The architect Jamie Fobert explores the National Portrait Gallery with
The Globe and Mail:
The rise of Kingston-born designer Fobert, whose latest project is a £35-million overhaul of Britain’s National Portrait Gallery, hints at a pendulum swing away from flashy starchitects and toward something more thoughtful, welcoming and even morally guided. (...)
Back inside, he veers seamlessly from the smallest details to the largest questions of the gallery’s identity. He leads the way to “a really bad painting” – the only group portrait of Charlotte, Emily and Anne Brontë – to underline the building’s hybrid nature, both a history museum and an art gallery. (Katherine Ashenburg)
The Conservative Woman ridicules (with good reason) the story of
these poor GCSE pupils:
They’d better not try Tess of the D’Urbervilles, and Jane Eyre is also decidedly dodgy. Young women used to love it but now they know better.
‘I decidedly preferred these fierce favours to anything more tender,’ says misguided Jane. Her chosen man, Rochester, often seems to be on the brink of violence. He has also unforgivably locked his mad wife (driven insane by him no doubt) in the attic. Then there’s Heathcliff in Wuthering Heights by sister Emily. Better not go anywhere near him, even if being played by Cliff Richard in a musical. (Jane Kelly)
Diane Hessan in
The Boston Globe compares Jane Eyre and Donald Trump (yes, it gave us chills just writing such a thing):
Jane Eyre, the heroine of the famous Charlotte Brontë novel, stated, “I am not an angel, and I will not be one ’til I die”, and we cheered as she said it.

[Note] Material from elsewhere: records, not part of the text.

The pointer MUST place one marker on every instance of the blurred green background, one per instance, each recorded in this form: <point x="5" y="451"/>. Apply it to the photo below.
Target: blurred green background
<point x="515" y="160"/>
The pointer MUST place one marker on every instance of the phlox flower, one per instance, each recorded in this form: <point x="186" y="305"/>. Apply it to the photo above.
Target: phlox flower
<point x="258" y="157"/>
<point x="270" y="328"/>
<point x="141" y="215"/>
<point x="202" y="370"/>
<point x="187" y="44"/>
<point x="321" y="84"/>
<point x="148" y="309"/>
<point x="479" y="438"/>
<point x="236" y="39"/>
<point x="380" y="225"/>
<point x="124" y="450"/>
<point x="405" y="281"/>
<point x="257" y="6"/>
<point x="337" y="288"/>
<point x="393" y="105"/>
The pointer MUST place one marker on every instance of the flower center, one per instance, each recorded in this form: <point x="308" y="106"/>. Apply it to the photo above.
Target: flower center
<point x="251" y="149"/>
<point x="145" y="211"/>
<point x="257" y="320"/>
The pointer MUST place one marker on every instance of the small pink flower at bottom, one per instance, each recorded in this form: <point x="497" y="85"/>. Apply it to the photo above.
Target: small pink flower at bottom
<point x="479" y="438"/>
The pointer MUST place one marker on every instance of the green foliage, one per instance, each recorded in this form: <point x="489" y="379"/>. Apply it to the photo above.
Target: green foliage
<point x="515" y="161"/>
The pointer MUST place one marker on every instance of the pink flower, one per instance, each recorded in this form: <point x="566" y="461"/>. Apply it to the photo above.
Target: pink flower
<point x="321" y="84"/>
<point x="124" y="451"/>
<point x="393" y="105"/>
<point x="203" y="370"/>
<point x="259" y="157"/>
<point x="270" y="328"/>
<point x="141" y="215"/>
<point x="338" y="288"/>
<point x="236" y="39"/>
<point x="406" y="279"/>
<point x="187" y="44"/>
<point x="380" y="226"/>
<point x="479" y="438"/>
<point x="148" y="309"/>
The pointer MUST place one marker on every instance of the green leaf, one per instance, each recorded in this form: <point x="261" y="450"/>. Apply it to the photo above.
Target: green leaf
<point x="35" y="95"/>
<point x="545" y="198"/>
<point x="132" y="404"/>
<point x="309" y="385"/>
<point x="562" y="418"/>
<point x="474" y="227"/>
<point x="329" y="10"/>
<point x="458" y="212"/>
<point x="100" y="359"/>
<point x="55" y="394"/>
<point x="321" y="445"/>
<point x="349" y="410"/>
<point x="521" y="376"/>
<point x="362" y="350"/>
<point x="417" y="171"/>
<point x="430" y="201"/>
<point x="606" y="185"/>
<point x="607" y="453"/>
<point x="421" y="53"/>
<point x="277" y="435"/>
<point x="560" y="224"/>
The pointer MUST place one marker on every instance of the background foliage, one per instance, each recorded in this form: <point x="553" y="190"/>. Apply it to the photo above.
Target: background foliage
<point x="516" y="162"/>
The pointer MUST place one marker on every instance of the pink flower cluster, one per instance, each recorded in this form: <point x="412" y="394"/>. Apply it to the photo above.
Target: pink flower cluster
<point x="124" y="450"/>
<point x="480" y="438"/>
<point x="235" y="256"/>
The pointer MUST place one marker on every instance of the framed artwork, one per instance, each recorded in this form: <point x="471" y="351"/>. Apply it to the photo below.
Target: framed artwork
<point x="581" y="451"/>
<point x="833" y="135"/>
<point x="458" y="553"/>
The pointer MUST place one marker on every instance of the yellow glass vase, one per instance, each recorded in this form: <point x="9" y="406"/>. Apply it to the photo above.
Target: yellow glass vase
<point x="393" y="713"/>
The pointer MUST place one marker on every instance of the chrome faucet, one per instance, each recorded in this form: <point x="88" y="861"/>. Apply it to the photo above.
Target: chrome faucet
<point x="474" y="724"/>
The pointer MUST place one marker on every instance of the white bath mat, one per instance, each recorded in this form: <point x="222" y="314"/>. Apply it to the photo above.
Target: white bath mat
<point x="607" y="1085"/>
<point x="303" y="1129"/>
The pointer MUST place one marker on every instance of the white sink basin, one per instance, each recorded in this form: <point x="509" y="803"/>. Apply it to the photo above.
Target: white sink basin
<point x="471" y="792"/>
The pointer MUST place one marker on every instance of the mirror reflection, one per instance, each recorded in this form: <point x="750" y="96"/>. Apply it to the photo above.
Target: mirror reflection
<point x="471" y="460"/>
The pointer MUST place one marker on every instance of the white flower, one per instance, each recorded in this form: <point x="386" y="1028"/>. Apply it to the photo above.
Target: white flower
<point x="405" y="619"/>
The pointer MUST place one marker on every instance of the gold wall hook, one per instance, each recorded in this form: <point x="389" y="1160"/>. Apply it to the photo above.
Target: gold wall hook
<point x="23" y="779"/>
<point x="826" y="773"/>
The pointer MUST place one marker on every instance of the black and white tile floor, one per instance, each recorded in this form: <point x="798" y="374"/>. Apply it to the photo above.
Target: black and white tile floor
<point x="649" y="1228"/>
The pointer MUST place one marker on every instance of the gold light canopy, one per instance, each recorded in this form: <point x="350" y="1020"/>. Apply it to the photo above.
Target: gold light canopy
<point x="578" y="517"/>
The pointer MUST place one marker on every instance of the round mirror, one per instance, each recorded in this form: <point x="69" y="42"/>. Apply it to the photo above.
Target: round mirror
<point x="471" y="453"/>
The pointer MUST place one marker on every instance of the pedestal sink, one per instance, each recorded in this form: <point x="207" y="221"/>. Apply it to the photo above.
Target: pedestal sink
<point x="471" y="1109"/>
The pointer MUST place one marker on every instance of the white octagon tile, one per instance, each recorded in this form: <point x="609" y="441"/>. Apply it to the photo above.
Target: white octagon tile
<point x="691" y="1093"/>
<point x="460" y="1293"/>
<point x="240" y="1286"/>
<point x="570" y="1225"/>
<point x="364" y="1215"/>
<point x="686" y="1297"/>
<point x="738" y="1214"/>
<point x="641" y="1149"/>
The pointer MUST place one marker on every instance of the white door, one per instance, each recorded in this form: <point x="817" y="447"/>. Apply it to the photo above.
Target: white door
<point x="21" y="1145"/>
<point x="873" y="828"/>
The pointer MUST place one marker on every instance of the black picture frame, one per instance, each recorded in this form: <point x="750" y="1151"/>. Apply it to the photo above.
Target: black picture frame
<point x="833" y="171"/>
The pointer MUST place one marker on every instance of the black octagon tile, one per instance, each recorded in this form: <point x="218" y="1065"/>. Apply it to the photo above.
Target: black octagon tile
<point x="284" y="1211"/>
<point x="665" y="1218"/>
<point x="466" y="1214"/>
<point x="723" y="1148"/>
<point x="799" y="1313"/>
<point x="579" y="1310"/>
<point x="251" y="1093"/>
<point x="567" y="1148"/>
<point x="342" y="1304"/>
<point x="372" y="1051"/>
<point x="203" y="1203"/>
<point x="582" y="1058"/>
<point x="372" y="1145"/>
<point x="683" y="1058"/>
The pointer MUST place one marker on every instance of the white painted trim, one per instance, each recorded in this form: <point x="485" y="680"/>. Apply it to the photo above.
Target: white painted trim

Trump may be no angel, but in 2020, disapproving Americans just might vote for him anyway.
The River Journal talks about the new Sing Sing Prison Museum:
The Power House will also be the entrance to a passageway through the prison wall, leading to a viewing space within the original cell block. It’s planned that the block itself – with some of its original ironwork still in place – will remain as it is today, an echoing shell, desolate yet strangely beautiful, like Mr. Rochester’s home after the fire in Jane Eyre. (Elsbeth Lindner)
La Jornada (México) talks about Camille Paglia and quotes from her book,
Sexual Personae:
Ningún libro sobre estudios de género aporta e ilumina tanto como Sexual personae, acaso porque a Camille le importa un comino herir la sensibilidad de algún purista cuando afirma, por ejemplo, que el muy masculino Lord Byron es un escritor hermafrodita (“metrosexual”, dirían ahora) … o que la sacrosanta Emily Brontë, autora de Cumbres borrascosas, se identificaba con su salvaje héroe, Heathcliffe (sic), y no con Catherine Earnshaw. De una vez por todas, Camille le arranca a esta obra maestra la etiqueta de Novela Rosa, y expone el monumental temperamento de la dulce Hermanita Brontë, sin que ello signifique que haya sido lesbiana. (Eve Gil) (Translation)
AnneBrontë.org posts about The Death And Funeral Of Patrick Brontë.